The more he reflected on the idea of his eventual retirement, the more Dungan couldn’t sit with the idea of closing his firm. “It takes literally decades to figure out how to run a successful design business and be able to work at the level that we’re currently able to,” he says. “It would be a sad thing if that all had to come to an end.” Also a consideration were Dungan’s staff, some of whom have worked with him for 20 years. “That kind of longevity is not something you see so often in this industry. What will happen to them when I step back? To think about the sacrifices they’ve made and the great work they’ve done and [that] all of that would fall by the wayside when I retire—for me, it was just sort of a nonstarter.”
After considering future options and consulting with other designers, his business manager and an accountant, Dungan ultimately decided to tap three of his senior employees—Michelle Cone, Heath Clement and Joel Solomon—as shareholders, paving a way to eventually give them control over the firm. The three of them will take a small percentage of the company, about 5 percent each to start, and gradually increase their stakes each year. “I was excited when Jeff first presented this idea to us, because I felt like this is what I’ve been working towards my whole career,” says Solomon. “I’ve been with Jeff for 14 years, so to realize that instead of working for Jeff, I’ve been working with him, it was really rewarding. Now, I’m a part of something bigger.”

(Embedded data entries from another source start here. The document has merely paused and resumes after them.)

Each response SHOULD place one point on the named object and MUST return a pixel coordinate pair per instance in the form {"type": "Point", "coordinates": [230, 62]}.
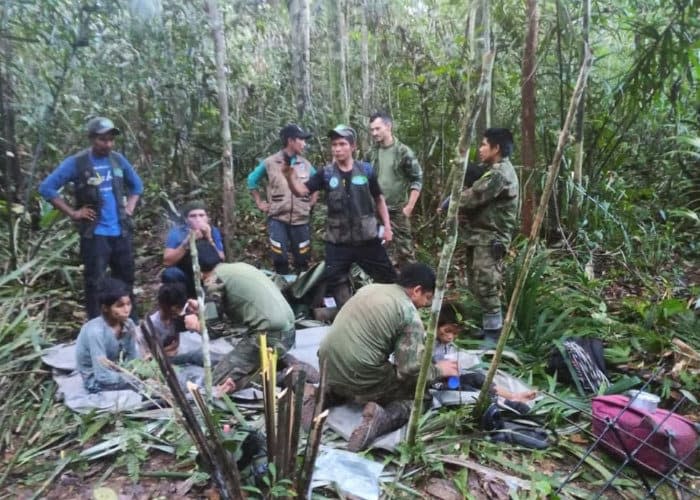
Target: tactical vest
{"type": "Point", "coordinates": [87, 194]}
{"type": "Point", "coordinates": [497, 219]}
{"type": "Point", "coordinates": [351, 210]}
{"type": "Point", "coordinates": [284, 205]}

Dungan started looking into the possibility of a shareholder model over three years ago and has spent the intervening time talking to various business consultants and accountants, trying to iron out the specifics. In mid-2019, Dungan, who had been overseeing most aspects of the firm himself, reorganized so that each of the three shareholders would take a little more responsibility, breaking the business up into three studios and giving them each a team of employees to manage. “There were obviously areas that come with running a design business that they didn’t have prior experience with,” he says. “I didn’t want to hand them the keys to the car and say, ‘OK, drive.’ I want to teach them how to do it.”
As Dungan has no current timeline for retirement in mind, there’s no set date for the trio to take majority ownership. “I’m hoping to drive it until the wheels fall off,” says Dungan. “I’m very fortunate in that there are plenty of good examples of architects and designers who practiced well into their 70s and 80s. But I’d love to be able to spend a substantial part of my year in other places, maybe even abroad, and to write more books and give lectures. I love what I do so much and look forward to continuing to do it, but maybe doing it a little bit less in the future and having some latitude to do other things.”
It’s a solid plan that will, if all goes well, help Dungan cement his firm’s legacy—while giving him a long runway to set up his shareholders for success. “My goal is to just move the needle on design as much as I can while I’m on here, but the idea that something that I created could continue after I’m gone is thrilling and exciting to me.”